Friday, November 14, 2008

Here's the map dot that I'm from.... Orange Beach, Alabama!



I lived on the Bay that is on the bottom left corner of the Island.


This was the view only a 1/2 a mile from my house.

Where we swam in these in high school...... Even if we didn't know anyone who lived at that condo or hotel..... lol :)


Doing this was a way of life......



And to do some real fishing you had to have a real boat... this is a picture of a local deep sea fishing boat... my grandfather and step dads boat was a few feet smaller than this one. They have since gotten rid of it but my step dad bought another one that he is in the process of completely upgrading! I will be so excited to do some more deep sea fishing!


You looked forward to this event every year.... and you always stood in line for a Cajun pistol (it was a BIG roll that was filled with a cream sauce and seafood)!

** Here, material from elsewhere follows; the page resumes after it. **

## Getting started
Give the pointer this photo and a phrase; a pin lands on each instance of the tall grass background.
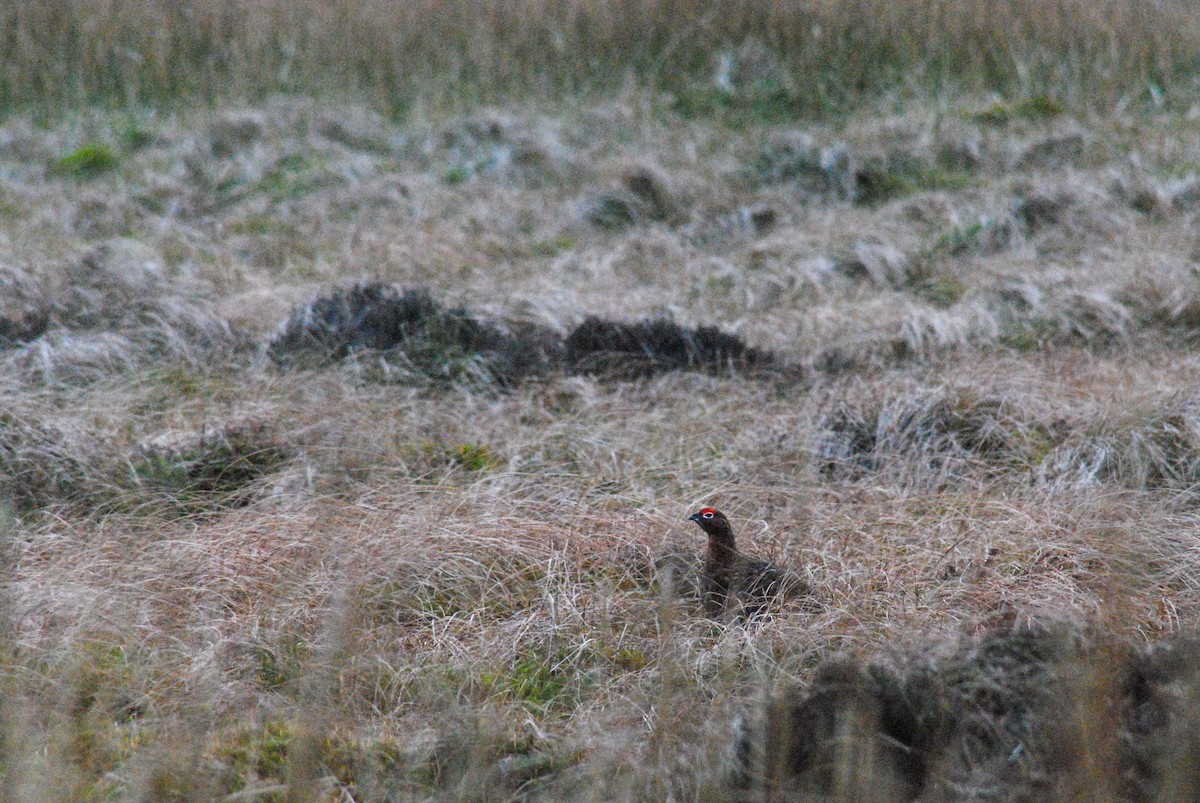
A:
(447, 53)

Food vendors and people from all over came to set up their inventory! Handmade crafts, jewelry, clothes, live entertainment and all kinds of stuff filled the city beach parking lot for a weekend of food, fun, and shopping.

The boat races started a few years ago and attracted lots of fans about once a year.

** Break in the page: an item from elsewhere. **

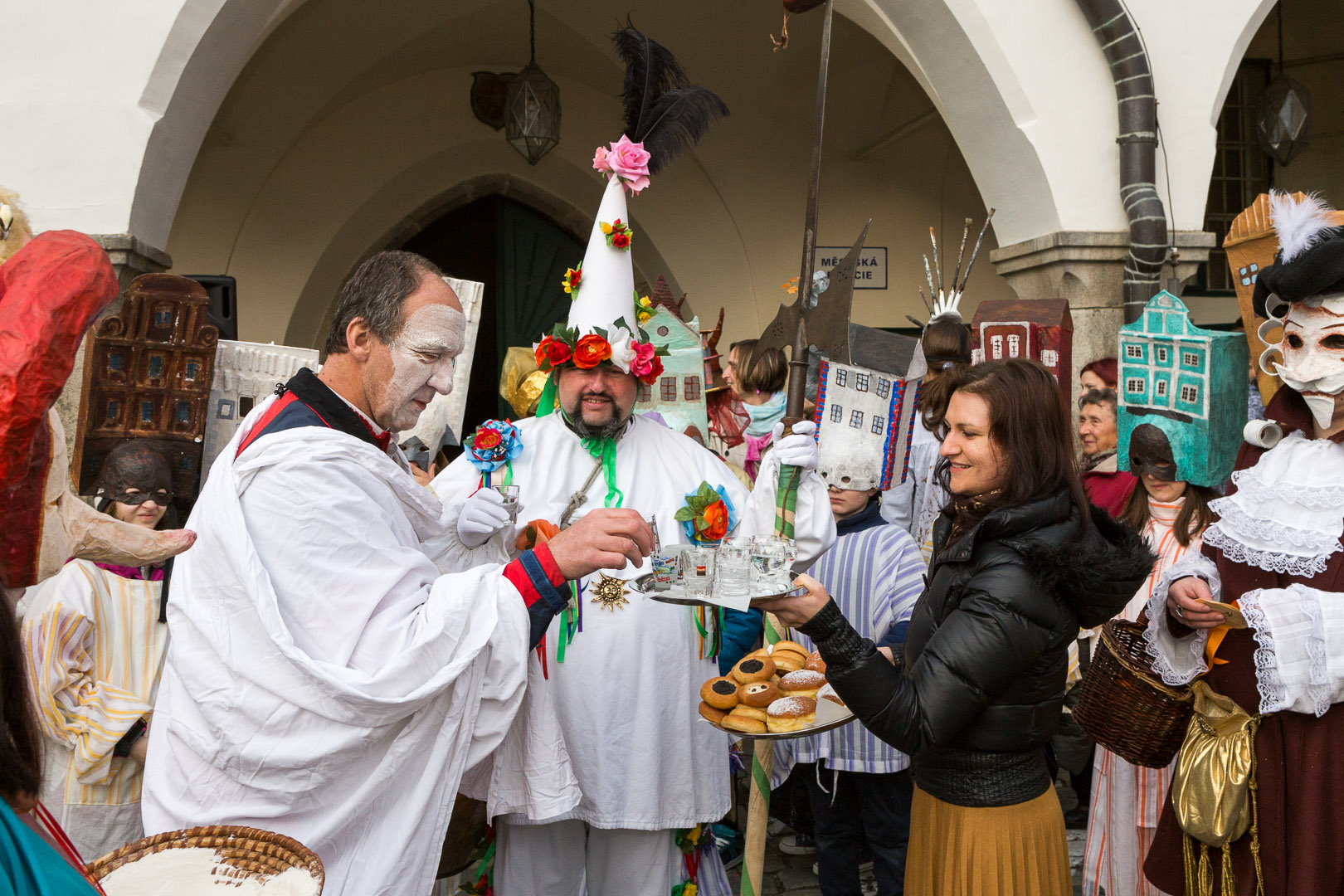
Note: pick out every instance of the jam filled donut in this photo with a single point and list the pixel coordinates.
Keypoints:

Hurricane IVAN came through my senior year of high school and left us with this....


which was a 1/4 of a mile from my house (which was flooded b/c we lived on the water). We had a marina down our road and we ended up with 1/2 of their piers, trees, a small boat, swimwear shoes and souvenirs from a local Surf Style (across the bay), along with personal items that came from peoples homes. We stayed in Foley Alabama a few miles up the road from Gulf Shores and when the eye of the storm passed over the building we were staying in we had just enough time to step outside and see the stars and check on our vehicles before the rest of the storm plowed through. When it was all said and done it was a few days before we were allowed back to our house because the roads were flooded (or washed away) trees, power lines, boats and debris blocked the roads, and the city was doing an assessment of the damage. Once our zone (you have a sticker on your car to tell them what zone you live in on the island) could come back in it was sickening to see. When we go to our house it was heartbreaking! My room was on the bottom floor of the house which was flooded! We only had several inches of water (which is just enough to ruin sheet rock furniture, carpet, stuff in you closet, etc) but it was better than our neighbors that had several feet of water! The water and debris stunk so bad we had to open all the windows and doors and rip everything out. At night we ate MRE's (military food) and went to bed to the sound of generators in our neighborhood b/c you had to leave all your windows open. It was a while before we had electricity and phones but things like cable didn't come for months (unless you had satellite cable which we switched over to). Some people at school were without a home for months and had to live with friends and family. It took about two years for the city to really recover and this past summer was the first completely normal summer the island had seen since Ivan. My parents moved not long later. They moved off the island on the other side of the bay.



Usually the BIG gators were in the middle of the island on the state reservation land (the land was a little swampy) and sometimes you would find little ones in the back yard usually in the canal that we lived on. But this one (along with others) escaped from the zoo during the hurricane. He was found by a police man that was driving a little boat up Hwy 59.... and yes I said driving a boat up the road. Remember the roads and yards were flooded for several days.

The water line is actually almost a mile up the road from where the beach is.

This is all you saw down the beach front for about 6 months and then one by one they started tearing them down.

This was at the entrance of the road I live on and I'm pretty sure it was one of the boats my step dad and his crew helped recover. If you look to the right of that car you will see that their is still water on the road a few days later. That is a four lane rd and we had to take turns using one lane for about a week to a week and a half. And even about 10 months after the hurricane when it would rain roads and yards would flood b/c the storm drains were still stoped up with debris.


We saw these for days and military blocked of roads and entrances so only those that had a zone sticker could enter their road. This way people were not driving all over the city and this kept down the looting. Also, it kept people from going back to their house if it had not been cleared by the city.

This was only about a 1/2 a mile from my house.
This was a road between Orange Beach and Gulf Shores. It was the road I drove on at least once a day. You can see the tops of building covered by the water. This was the day after the hurricane and those are two story motel unity on the state park beach.



This was a storm that will always be remembered.


3 comments:

Jenny said...

This is such a great post that really shows your love for your hometown.

Me said...

wow, not only did I learn alot but I found myself silently saying prayers for those affected. What a mess. The pics were great, the post intriguing, and it was neat to learn so much more about you!

Tony and Susan said...

wow! that's incredible! thanks for sharing the story and pics! i'm so glad we got to see each other and chat for a little bit!